U.S. Mediation and a Fragile Ceasefire

On 10 May 2025, a ceasefire was announced following intense diplomatic engagement. U.S. President Donald Trump publicly claimed credit for averting a wider war, underscoring Washington’s continued crisis-management role in South Asia.

While both India and Pakistan declared strategic success—India citing deterrence against terrorism, Pakistan highlighting military resilience—the episode confirmed how quickly India–Pakistan tensions can escalate into near-war scenarios despite nuclear deterrence.

The 2021 Foresight: Global Trends 2040 Revisited

The May 2025 crisis closely followed warnings issued in April 2021 by the U.S. National Intelligence Council (NIC) in Global Trends 2040: A More Contested World. Though the report looked ahead to 2040, it explicitly flagged near-term risks within a five-year window.

India and Pakistan were identified as states that could “stumble into a large-scale war”, driven by terrorism, miscalculation, and hardened military doctrines. The NIC highlighted:

  • Ungoverned militant spaces

  • India’s declining tolerance for terror attacks

  • Pakistan’s defensive and escalation-prone posture

  • Environmental stress and resource competition

Water insecurity, particularly in Pakistan, was noted as an emerging destabiliser, while nuclear escalation risks were framed as consequences of eroding arms-control norms.

The report’s language was cautious, but its logic was unmistakable. Structural pressures were outpacing governance capacity—a condition ripe for crisis.

Why 2026 Remains Dangerous

Despite the 2025 ceasefire, the drivers of instability persist.

Terrorism remains the most immediate trigger. Any major attack in Kashmir could provoke rapid Indian retaliation, compressing decision-making timelines.

Domestic pressures matter equally. Nationalist sentiment in India and economic stress in Pakistan reduce political space for compromise.

Geopolitical overlays add risk. China’s strategic support to Pakistan and India’s growing alignment with the Quad complicate crisis management.

Nuclear thresholds remain opaque.
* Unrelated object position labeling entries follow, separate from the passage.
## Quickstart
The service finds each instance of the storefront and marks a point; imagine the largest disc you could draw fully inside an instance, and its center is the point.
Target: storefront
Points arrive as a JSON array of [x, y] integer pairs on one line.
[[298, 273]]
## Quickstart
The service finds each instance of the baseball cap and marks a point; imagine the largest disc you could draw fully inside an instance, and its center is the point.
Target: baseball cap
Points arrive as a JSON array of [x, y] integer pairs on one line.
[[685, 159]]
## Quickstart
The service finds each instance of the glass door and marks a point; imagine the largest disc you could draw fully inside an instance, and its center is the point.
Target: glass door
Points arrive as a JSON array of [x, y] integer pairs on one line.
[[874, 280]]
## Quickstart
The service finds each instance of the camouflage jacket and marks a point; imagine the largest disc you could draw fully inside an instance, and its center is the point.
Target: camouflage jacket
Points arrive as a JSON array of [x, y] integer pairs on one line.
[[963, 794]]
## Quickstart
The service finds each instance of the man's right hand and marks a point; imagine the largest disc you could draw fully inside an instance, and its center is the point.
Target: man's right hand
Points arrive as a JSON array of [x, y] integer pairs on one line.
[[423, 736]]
With both sides possessing sizable arsenals, misinterpretation or technical failure could have catastrophic consequences.

Water stress in the Indus basin, while not central in 2025, could become politically charged if climate volatility intensifies.

Escalation or Restraint: The Narrow Path Ahead

There are still pathways to stabilisation. Restoring confidence-building measures along the Line of Control, sustained third-party crisis mediation, and limited humanitarian engagement in Kashmir could reduce immediate risks.

However, none of these address the core paradox: deterrence has prevented total war but not repeated crises. As long as terrorism, unresolved territorial disputes, and asymmetric strategies persist, warnings like those issued by the NIC and CFR will continue to materialise.

A Pattern, Not an Anomaly

The arc from the 2021 intelligence warning to the 2025 confrontation and the 2026 CFR alert underscores a sobering reality. India–Pakistan tensions are no longer anomalies triggered by exceptional events. They are the predictable outcome of structural imbalance, unresolved grievances, and shrinking diplomatic buffers.

With over two billion people living under the shadow of escalation, preventing the next crisis will require more than emergency diplomacy. It demands confronting the causes that allow prophecy to keep turning into reality.